The next general elections in South Africa are to be held in 2019, and if the ANC carries the day as many expect it should, Dlamini-Zuma could become the nation’s first female president since Parliament elects the president in South Africa.
President Jacob Zuma, who has barely managed to hold on to power in recent months, appears to have thrown the full weight of his office behind Dlamini-Zuma.
He recently told a gathering of party faithfuls that it was time for the ANC to be led by a woman, a clear attempt to undercut his deputy, Cyril Ramaphosa, who is also vying for the same position.
Dlamini-Zuma was married to President Zuma for a 16-year period between 1982-1998, explaining the second part of her surname. Before getting divorced, they had four children.
Since her divorce, Dlamini-Zuma has enjoyed a warm relationship with President Zuma: She reportedly declined an offer to replace him when he was sacked from his post as deputy president of the ANC in 2007. President Zuma, on the other hand, openly canvased support for Dlamini-Zuma when she sought the AU seat.
A Zulu born in Natal, Dlamini-Zuma is the eldest of eight children. She had her secondary education at the Amanzimtoti Training College and studied Zoology and Botany at the University of Zululand.
She was subsequently admitted to study medicine at the University of Natal but had to complete her medical degree at the University of Bristol, U.K., after she went in to exile for political reasons.
During her student days, Dlamini-Zuma was an active underground member of the South African Students Organisation; she was elected as its deputy president in 1976. She also was a part of the Gender Advisory Committee during negotiations for the Convention for a Democratic South Africa in 1992.
After his election as South Africa’s president in 1994, Nelson Mandela appointed her minister of Health.

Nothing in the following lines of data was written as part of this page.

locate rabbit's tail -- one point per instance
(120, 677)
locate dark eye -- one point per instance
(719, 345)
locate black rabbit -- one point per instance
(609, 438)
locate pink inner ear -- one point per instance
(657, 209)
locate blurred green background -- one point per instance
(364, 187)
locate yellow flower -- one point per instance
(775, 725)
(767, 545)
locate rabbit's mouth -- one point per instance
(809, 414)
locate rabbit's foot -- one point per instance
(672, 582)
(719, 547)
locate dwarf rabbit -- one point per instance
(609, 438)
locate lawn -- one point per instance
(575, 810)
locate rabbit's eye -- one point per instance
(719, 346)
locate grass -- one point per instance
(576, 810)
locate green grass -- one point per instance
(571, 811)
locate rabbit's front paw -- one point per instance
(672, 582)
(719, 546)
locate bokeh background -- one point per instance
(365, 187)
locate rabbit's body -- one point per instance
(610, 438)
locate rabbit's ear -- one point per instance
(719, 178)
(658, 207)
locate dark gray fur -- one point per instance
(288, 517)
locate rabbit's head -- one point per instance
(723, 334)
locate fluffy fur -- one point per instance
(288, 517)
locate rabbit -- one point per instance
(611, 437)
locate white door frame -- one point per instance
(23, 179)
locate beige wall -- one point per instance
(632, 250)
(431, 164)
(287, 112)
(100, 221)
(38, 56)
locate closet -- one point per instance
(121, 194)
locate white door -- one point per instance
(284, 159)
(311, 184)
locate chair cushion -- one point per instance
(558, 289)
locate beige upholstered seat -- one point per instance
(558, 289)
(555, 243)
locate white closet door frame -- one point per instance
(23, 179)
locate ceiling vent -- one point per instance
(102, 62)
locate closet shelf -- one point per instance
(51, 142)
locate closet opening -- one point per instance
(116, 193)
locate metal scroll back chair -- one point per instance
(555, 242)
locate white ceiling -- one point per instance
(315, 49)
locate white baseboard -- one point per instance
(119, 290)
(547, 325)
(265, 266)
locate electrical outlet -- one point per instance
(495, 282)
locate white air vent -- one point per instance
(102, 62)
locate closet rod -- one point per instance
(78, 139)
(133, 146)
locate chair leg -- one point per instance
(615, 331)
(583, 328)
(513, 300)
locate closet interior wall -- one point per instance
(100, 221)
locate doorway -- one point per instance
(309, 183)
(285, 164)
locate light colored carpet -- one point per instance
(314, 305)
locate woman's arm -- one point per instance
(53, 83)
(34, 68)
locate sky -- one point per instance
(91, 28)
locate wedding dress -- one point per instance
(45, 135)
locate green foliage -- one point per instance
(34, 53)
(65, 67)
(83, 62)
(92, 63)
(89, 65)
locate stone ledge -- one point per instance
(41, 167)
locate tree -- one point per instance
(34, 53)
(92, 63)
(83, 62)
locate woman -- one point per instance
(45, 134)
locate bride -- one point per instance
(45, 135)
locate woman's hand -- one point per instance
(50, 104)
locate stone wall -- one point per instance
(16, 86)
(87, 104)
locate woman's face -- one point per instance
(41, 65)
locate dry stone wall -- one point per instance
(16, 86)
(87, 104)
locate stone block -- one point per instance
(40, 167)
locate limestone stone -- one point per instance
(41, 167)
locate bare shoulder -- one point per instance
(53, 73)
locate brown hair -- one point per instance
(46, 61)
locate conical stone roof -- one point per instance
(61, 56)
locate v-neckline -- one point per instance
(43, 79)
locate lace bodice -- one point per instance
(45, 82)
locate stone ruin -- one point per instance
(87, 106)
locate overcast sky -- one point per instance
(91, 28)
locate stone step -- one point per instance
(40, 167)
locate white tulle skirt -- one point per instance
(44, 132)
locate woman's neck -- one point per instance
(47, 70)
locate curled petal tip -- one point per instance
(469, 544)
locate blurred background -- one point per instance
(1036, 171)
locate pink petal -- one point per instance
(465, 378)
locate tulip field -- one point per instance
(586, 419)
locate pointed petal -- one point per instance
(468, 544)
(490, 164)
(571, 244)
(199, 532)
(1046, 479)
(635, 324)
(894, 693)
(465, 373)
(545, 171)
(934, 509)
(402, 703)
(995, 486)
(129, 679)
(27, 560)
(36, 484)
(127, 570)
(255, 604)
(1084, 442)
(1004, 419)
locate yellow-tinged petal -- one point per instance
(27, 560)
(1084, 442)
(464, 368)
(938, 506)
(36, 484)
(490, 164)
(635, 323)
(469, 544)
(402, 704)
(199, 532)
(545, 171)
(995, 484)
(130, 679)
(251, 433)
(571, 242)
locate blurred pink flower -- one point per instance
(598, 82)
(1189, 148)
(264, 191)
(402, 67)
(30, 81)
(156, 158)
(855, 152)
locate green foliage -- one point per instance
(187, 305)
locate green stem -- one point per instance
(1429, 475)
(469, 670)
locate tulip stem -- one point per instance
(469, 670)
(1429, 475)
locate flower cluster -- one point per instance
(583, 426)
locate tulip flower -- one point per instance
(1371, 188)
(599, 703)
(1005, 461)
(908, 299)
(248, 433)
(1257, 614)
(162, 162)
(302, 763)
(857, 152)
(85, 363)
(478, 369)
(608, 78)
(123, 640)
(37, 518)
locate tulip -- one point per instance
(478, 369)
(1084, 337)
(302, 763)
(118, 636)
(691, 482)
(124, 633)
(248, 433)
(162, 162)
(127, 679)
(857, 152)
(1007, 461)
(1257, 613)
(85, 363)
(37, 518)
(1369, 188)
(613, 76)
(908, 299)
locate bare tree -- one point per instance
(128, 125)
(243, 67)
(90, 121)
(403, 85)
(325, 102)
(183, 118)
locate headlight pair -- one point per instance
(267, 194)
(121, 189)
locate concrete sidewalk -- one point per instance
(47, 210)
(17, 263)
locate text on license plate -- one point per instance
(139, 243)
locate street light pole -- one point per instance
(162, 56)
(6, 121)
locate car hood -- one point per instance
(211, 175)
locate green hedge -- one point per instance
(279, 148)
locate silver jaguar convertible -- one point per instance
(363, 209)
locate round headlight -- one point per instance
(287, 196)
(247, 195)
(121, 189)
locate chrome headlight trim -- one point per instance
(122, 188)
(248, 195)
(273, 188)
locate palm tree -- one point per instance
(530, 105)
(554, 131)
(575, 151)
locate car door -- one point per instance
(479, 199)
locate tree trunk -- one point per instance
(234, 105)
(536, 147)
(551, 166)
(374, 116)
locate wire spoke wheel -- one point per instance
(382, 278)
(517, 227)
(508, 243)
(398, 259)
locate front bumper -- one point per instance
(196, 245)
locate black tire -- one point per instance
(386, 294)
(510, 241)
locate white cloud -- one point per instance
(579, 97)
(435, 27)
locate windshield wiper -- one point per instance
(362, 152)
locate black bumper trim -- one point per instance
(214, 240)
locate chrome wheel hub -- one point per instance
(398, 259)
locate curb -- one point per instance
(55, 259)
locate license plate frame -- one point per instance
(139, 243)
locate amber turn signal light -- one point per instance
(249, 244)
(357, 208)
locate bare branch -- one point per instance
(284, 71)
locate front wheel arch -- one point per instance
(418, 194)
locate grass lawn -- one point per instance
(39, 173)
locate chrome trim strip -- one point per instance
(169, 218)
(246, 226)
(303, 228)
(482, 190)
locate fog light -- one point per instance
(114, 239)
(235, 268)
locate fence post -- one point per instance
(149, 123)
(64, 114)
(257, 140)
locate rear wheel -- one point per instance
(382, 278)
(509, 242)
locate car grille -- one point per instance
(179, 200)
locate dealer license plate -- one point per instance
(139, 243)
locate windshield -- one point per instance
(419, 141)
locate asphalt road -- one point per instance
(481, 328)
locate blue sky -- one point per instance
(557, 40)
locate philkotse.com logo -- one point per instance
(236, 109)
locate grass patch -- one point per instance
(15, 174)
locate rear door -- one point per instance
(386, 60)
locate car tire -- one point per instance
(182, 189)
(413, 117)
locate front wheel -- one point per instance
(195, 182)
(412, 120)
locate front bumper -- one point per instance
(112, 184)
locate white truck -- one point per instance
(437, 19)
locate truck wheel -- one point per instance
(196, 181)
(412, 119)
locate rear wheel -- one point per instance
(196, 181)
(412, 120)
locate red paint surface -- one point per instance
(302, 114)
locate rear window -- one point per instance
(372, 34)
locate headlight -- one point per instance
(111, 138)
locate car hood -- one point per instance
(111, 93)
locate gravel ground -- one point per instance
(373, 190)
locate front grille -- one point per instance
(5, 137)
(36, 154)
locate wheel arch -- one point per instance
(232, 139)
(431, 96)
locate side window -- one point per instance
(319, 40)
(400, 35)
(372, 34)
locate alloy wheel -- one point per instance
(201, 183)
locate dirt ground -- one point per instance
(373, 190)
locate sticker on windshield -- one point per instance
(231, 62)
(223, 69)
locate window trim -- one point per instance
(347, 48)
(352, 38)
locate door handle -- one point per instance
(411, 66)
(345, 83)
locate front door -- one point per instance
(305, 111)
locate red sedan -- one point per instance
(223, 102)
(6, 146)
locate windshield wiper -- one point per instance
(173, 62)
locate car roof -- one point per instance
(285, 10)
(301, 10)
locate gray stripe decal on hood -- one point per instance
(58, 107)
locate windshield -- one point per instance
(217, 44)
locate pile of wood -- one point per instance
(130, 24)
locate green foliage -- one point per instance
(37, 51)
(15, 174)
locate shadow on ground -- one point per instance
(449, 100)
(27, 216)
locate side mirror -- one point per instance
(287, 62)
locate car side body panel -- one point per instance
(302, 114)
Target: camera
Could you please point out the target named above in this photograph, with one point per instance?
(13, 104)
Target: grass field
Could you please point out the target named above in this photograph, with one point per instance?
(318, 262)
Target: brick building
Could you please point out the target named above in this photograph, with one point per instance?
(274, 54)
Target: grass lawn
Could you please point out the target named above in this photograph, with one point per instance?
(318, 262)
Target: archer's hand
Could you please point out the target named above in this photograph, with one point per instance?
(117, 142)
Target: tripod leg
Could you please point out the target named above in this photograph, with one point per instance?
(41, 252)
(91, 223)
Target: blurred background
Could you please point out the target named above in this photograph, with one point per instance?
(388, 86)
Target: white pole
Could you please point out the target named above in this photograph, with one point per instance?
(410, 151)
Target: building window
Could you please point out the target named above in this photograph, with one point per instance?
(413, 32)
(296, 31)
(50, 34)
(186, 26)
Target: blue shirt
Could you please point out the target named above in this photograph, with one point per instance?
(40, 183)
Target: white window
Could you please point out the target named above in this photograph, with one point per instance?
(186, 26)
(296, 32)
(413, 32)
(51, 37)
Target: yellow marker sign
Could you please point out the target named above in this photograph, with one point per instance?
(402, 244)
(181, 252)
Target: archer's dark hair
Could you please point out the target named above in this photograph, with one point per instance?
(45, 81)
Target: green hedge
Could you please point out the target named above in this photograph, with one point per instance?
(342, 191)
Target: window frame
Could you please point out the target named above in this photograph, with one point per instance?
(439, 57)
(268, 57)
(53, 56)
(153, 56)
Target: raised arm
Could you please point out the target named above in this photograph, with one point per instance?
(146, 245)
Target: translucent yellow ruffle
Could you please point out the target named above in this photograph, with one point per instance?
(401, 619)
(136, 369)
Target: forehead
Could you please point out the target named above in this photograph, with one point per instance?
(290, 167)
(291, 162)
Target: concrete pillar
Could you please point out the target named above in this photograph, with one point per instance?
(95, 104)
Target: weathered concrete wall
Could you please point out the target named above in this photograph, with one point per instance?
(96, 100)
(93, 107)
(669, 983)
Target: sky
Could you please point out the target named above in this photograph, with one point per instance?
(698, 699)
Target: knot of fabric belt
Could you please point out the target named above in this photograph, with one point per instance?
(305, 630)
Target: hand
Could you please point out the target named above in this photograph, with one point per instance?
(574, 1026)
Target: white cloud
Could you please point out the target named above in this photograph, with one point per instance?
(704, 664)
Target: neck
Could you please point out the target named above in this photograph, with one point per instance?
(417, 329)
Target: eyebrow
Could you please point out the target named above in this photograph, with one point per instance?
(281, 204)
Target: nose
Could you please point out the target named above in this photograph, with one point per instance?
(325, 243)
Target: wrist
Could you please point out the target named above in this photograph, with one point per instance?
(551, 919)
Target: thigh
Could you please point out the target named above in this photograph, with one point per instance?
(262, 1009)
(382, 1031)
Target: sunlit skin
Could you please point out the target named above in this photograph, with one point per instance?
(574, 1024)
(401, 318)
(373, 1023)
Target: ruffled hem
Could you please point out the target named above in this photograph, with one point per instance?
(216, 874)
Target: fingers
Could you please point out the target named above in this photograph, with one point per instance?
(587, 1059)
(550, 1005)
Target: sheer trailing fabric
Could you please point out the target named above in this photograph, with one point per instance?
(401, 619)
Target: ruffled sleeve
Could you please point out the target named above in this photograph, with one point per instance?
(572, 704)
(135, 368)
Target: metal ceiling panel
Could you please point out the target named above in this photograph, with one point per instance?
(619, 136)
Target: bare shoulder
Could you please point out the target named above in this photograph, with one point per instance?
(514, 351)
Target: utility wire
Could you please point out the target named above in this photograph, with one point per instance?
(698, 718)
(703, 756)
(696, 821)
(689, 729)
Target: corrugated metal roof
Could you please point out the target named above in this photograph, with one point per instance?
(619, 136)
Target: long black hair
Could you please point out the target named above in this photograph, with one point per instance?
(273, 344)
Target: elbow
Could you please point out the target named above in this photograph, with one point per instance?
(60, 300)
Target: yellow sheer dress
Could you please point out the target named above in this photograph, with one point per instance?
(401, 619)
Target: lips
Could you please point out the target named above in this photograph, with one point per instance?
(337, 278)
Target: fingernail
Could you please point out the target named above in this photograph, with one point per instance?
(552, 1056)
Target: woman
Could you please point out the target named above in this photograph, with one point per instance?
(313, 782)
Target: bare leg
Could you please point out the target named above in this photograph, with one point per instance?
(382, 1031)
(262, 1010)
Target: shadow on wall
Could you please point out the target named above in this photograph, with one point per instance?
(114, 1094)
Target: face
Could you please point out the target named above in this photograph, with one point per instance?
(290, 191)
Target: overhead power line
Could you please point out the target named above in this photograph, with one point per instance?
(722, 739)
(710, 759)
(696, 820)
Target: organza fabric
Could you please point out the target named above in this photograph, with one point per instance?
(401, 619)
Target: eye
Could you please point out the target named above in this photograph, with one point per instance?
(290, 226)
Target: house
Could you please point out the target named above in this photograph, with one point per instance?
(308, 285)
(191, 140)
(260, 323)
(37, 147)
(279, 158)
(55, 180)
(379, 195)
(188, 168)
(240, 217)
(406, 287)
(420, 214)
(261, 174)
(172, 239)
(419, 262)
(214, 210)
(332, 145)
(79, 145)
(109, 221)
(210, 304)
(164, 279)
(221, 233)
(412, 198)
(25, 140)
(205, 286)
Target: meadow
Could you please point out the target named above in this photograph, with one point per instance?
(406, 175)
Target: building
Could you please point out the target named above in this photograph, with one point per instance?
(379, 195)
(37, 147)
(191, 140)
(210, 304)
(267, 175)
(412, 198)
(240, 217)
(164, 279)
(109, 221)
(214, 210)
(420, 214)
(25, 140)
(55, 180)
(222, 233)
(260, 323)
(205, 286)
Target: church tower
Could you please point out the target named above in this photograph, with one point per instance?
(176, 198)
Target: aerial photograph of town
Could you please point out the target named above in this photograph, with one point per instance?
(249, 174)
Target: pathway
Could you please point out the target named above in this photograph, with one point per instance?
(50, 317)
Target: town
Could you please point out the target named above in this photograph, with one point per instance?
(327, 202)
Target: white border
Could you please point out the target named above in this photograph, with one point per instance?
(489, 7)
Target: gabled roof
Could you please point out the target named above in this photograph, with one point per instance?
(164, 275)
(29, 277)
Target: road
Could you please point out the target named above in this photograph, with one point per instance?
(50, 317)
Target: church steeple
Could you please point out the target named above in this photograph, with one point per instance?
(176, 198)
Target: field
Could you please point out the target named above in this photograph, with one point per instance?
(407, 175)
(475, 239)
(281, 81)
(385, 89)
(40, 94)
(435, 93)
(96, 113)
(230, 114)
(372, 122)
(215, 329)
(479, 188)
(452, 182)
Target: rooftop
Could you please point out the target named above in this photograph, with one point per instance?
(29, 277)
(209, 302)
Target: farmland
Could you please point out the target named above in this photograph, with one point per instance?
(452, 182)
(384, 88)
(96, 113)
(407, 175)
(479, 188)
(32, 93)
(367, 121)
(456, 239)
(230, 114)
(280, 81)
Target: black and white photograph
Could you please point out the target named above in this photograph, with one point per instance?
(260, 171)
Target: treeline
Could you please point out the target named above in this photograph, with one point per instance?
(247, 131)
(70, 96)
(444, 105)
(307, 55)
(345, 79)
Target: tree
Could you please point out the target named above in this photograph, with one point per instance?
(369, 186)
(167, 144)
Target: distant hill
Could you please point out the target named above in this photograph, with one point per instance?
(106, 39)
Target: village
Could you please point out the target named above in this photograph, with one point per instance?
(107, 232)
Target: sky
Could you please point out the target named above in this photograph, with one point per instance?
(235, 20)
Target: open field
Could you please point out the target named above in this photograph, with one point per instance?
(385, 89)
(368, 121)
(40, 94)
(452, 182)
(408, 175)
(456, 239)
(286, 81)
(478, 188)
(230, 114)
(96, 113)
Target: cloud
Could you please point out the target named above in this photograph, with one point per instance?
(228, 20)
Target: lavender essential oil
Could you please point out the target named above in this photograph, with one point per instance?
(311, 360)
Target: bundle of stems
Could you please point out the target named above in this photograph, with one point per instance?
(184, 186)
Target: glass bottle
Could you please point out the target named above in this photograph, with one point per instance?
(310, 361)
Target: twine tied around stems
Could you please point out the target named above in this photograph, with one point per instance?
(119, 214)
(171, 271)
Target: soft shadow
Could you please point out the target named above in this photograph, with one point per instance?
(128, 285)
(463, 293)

Dlamini-Zuma holds the distinction of serving in the cabinets of all three of South Africa’s post-Apartheid presidents, serving at various times as minister of Foreign Affairs and Home Affairs.
Her election in 2012 also made her the first woman to chair the African Union Commission or its predecessor, the Organisation of African Unity.
Indeed, she has a well-documented history of smashing the proverbial glass-ceiling, and perhaps there is no other woman more well-positioned at becoming South Africa’s next president.